Microsoft CEO Satya Nadella talks much less about his worldview than Palantir’s Alex Karp. And yet France is taking steps to reduce your dependence on Windowswhile its national intelligence agency recently renewed his contract with the increasingly controversial data analytics company.
This paradox is representative of Europe’s messy break with American technology. After painfully realizing that this comes with strings attached, governments across the region are seeking to rely less on US suppliers. But the measures taken so far have been uneven and often reactive.
The CLOUD Act changed the equation
One change Europe is reacting to dates back to Trump’s first presidency. Promulgated in 2018, the CLOUD Law forces US-based technology companies to comply with data requests from authorities even if the information is stored abroad. This means that even servers located on European soil are no longer sufficient security when it comes to critical data.
Of all the information governments rely on, health data is arguably among the most sensitive. Still, the extraterritorial reach of the CLOUD Act did not stop the United Kingdom to close agreements with companies such as Google, Microsoft and Palantir around their National Health Service (NHS) data during the pandemic. But if critics have their way, it may end up following France’s example.

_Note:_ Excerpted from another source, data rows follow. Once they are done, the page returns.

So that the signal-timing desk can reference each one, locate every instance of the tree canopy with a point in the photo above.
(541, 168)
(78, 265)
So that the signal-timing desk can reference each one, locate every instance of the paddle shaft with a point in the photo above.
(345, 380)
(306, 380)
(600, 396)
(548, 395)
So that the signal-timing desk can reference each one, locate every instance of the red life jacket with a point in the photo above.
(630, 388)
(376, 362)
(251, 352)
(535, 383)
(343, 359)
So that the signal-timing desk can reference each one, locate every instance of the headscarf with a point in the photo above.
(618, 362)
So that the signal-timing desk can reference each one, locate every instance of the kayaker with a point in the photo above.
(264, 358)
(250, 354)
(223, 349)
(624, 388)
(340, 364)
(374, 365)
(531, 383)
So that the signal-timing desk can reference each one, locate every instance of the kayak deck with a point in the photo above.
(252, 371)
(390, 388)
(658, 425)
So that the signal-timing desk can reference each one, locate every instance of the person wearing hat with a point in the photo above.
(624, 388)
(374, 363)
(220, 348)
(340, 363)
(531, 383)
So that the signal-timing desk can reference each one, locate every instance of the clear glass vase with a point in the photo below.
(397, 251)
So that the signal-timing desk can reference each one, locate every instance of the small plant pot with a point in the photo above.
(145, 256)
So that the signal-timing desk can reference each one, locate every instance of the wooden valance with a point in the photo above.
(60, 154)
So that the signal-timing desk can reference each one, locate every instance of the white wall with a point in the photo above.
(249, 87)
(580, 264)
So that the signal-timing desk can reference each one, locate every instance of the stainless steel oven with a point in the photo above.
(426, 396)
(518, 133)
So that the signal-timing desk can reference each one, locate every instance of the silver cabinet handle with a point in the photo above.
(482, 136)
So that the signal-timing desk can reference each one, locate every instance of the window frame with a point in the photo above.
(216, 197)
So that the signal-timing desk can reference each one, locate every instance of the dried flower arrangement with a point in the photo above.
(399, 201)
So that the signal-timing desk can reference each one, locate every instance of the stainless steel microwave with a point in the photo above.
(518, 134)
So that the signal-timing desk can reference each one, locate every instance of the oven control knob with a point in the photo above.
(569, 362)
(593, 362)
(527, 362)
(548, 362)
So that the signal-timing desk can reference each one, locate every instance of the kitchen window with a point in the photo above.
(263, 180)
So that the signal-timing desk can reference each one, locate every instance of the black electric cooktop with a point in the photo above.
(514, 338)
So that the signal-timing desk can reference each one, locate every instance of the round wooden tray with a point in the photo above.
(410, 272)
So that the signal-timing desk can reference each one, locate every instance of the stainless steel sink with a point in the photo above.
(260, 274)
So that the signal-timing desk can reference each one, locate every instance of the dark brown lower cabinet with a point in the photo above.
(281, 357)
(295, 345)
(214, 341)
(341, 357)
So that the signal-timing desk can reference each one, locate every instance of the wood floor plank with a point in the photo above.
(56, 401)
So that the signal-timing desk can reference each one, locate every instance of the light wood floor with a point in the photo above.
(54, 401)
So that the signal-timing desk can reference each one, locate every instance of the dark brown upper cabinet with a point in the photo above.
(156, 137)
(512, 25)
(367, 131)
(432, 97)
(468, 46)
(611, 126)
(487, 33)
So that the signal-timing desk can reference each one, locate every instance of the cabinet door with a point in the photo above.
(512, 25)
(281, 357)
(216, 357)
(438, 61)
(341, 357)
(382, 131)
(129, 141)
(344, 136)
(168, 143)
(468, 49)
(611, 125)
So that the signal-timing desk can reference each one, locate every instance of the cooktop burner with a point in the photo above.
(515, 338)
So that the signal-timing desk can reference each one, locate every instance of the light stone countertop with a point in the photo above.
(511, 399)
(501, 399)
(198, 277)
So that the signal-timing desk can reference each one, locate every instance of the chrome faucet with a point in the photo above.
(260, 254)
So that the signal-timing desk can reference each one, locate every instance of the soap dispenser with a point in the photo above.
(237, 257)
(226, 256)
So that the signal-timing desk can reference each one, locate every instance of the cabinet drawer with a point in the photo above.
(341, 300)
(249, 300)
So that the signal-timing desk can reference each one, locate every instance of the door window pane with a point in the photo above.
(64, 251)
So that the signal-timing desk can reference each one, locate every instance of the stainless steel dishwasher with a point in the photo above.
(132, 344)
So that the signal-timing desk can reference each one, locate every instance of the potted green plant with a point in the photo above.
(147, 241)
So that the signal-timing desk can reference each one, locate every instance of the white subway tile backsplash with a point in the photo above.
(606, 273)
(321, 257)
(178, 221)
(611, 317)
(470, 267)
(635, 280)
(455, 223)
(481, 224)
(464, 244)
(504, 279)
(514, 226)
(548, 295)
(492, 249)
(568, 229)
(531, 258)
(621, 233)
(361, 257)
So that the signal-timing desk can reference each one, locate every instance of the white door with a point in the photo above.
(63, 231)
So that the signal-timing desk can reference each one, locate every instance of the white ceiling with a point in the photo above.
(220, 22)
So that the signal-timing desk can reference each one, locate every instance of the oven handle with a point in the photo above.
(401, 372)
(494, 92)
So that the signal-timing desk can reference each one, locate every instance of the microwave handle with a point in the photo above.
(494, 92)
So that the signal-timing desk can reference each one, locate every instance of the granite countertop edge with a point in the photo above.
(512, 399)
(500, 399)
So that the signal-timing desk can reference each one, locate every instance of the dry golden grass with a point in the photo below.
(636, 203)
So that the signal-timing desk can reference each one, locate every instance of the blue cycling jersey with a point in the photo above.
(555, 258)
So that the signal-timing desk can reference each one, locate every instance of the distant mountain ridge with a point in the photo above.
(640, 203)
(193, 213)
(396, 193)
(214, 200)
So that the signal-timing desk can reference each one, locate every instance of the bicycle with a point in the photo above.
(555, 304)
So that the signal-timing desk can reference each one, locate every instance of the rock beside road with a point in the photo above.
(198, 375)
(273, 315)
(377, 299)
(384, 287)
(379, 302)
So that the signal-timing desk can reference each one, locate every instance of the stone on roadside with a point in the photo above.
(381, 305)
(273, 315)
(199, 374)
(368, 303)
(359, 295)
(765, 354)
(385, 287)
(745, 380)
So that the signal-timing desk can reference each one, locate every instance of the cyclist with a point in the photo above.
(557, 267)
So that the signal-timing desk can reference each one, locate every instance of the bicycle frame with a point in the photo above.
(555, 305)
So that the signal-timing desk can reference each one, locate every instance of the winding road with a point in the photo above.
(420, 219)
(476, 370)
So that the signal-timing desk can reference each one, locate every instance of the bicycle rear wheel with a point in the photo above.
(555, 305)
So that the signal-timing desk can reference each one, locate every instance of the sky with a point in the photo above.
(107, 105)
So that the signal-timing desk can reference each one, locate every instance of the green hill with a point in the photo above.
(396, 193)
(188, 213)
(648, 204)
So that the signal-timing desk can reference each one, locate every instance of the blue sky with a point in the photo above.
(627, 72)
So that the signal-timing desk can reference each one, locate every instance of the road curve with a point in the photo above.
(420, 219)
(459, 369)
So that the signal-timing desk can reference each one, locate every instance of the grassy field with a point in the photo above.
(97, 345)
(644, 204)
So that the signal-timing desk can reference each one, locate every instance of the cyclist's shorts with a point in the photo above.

A year ago, the French government announced that your Health Data Hub would leave Microsoft Azure in favor of a “sovereign cloud”. This contract has now been awarded to Scalewaya French cloud provider with a rapidly expanding network of data centers across Europe.
Scaleway, a subsidiary of the French group Iliad, was also one of the four suppliers that won a sovereign cloud tender worth 180 million euros from the European Commission (approximately $211 million). AWS European Sovereign Cloud, which Amazon launched to address Europe’s concernsis not on the list. However, some are concerned that the U.S. can still have a back door because a winner used S3NSa “trusted cloud” joint venture between Thales and Google Cloud.
European alternatives still face great difficulties
It wouldn’t be the first time that solutions championed as alternatives to Big Tech face problems caused by their underlying dependencies. Qwan, for example, It was once recommended as the default search engine for public servers. in France while relying on Microsoft’s Bing, a association That got ugly when the French company accused the American giant of abusing its position. The relevant supervisory body refused take action, but Qwant had already made his own decision.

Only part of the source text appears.